第二天就給狄思科塞了一遝花花綠綠的娛樂場所入場券,以供他觀摩學習其他歌手的演出。
這讓打小兒根正苗紅的土包子,著實見識了一把有錢人的花花世界。
但是相較於夜晚的紙醉金迷,狄思科更鐘意的反而是白天的聲樂課。
他跟著藝考預備班的學生們進行了一星期的呼吸訓練、發聲訓練和語言訓練後,被聲樂老師單獨提溜出來,進行了一對一指導。
“你唱得挺準,拍子也對,但是輕鬆的歌被咬得太實,就失了味道。在舞台上演唱,即使唱得不輕鬆,也要讓觀眾覺得你遊刃有餘。”
狄思科似懂非懂地點頭。
“我年紀大了,欣賞不來那些流行歌,但是港台歌星的演出我也是看過的。”滿頭銀發的氣派老太太十分時髦地說,“他們最明顯的特點就是夠open,有些男歌星也能扭腰擺胯,舞步靈活。”
說到這裡,老太太略帶嫌棄地咧咧嘴,又繼續道:“咱們團裡有鄧小姐和陳先生的演出錄像帶,你去音像室借出來看看吧,既然是商業演出,還是要向他們靠攏的。

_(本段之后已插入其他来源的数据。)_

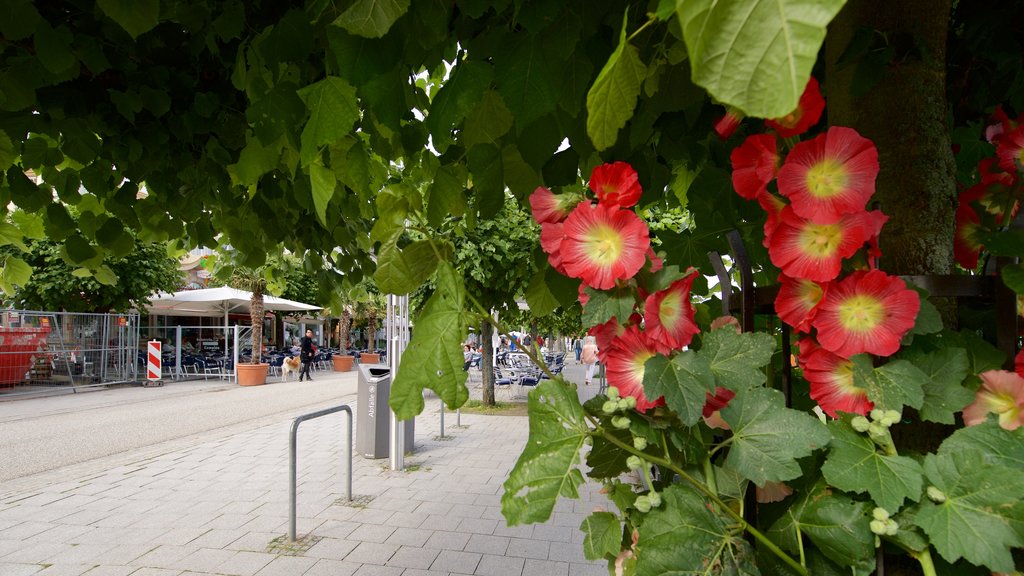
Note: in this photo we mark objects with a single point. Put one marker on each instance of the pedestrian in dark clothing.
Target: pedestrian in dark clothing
(308, 350)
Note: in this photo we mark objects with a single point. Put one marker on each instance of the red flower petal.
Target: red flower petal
(808, 113)
(867, 312)
(830, 175)
(798, 300)
(754, 165)
(603, 244)
(615, 183)
(625, 366)
(804, 249)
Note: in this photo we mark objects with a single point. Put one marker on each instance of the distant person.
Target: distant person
(307, 352)
(589, 357)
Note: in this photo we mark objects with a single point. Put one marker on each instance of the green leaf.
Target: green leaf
(605, 304)
(892, 385)
(683, 380)
(685, 536)
(487, 122)
(372, 18)
(433, 359)
(333, 112)
(613, 95)
(944, 392)
(135, 16)
(755, 55)
(548, 466)
(996, 445)
(982, 501)
(736, 359)
(324, 184)
(768, 438)
(855, 465)
(15, 273)
(603, 535)
(539, 296)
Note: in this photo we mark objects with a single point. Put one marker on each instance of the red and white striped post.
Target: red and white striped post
(154, 364)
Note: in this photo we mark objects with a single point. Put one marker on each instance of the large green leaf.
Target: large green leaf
(768, 438)
(944, 392)
(372, 18)
(549, 464)
(684, 380)
(892, 385)
(613, 95)
(433, 359)
(736, 359)
(333, 112)
(686, 536)
(982, 504)
(603, 535)
(135, 16)
(855, 465)
(756, 55)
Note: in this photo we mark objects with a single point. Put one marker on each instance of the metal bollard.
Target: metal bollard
(293, 457)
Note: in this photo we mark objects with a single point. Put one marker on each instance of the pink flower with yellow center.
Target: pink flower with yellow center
(1001, 393)
(867, 312)
(552, 208)
(804, 249)
(615, 183)
(832, 381)
(798, 300)
(754, 165)
(626, 358)
(603, 244)
(807, 114)
(829, 175)
(669, 316)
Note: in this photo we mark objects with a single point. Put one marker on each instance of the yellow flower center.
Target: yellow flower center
(861, 313)
(604, 245)
(826, 178)
(820, 240)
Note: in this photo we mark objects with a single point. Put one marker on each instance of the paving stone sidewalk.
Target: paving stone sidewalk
(221, 507)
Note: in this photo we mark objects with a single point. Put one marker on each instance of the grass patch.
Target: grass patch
(499, 409)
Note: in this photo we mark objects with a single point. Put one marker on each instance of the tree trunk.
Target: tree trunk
(905, 114)
(487, 363)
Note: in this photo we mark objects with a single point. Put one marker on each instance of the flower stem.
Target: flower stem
(668, 464)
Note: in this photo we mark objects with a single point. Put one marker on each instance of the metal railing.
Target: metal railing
(293, 458)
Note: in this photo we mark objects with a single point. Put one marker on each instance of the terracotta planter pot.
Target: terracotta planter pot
(252, 374)
(342, 363)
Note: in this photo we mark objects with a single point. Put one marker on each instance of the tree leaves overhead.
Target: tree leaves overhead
(755, 55)
(548, 466)
(855, 465)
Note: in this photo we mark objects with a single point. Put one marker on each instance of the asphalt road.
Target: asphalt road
(92, 429)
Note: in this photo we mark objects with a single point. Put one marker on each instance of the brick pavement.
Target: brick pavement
(220, 507)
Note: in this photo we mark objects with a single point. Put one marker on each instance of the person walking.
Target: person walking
(307, 350)
(589, 358)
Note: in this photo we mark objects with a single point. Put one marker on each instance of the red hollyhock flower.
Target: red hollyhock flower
(603, 244)
(669, 316)
(615, 183)
(625, 366)
(548, 207)
(867, 312)
(830, 175)
(832, 381)
(552, 236)
(808, 113)
(755, 163)
(727, 124)
(804, 249)
(1011, 151)
(798, 300)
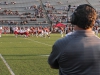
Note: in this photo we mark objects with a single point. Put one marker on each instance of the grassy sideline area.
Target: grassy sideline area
(26, 56)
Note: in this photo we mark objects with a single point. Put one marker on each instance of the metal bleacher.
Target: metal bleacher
(21, 5)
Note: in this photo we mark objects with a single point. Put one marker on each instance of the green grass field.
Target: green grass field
(26, 56)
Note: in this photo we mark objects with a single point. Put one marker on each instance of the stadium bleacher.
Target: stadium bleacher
(58, 8)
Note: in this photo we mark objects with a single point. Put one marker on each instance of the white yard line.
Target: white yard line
(40, 42)
(10, 70)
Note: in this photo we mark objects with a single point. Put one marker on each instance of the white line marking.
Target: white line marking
(40, 42)
(10, 70)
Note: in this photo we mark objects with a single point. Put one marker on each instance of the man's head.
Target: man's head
(84, 16)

”
狄思科聞言大喜,他雖然已經背會了二十幾首流行歌,卻從沒看過歌星的演出現場。
何況“港台”和“錄像帶”對此時的任何一個年輕人來說,都是極具誘惑力的。
於是,他拿著老師的借閱證,每天花費十幾個小時,泡在那間昏暗的音像室裡,研究時下最紅歌星的表演方式。
十幾盤錄像帶在鬆下彩電的20吋熒光屏上循環播放了數遍,狄思科不得不承認,這些歌星的表演確實很open,台風好,有笑容,而且重視與觀眾的互動。
就在他模仿著電視裡的舞步,即將進行不知第幾次循環播放時,杜金金突然跑來音像室通知他,閆麗君將在今晚正式登台。
同樣是新人的狄二狗,被要求去現場觀摩學習。
演出地點在西城的紅太陽歌舞廳,時間也是最黃金的八點場。
此時七點場的交誼舞剛剛散場,音響裡還在重複播放著《彩雲追月》。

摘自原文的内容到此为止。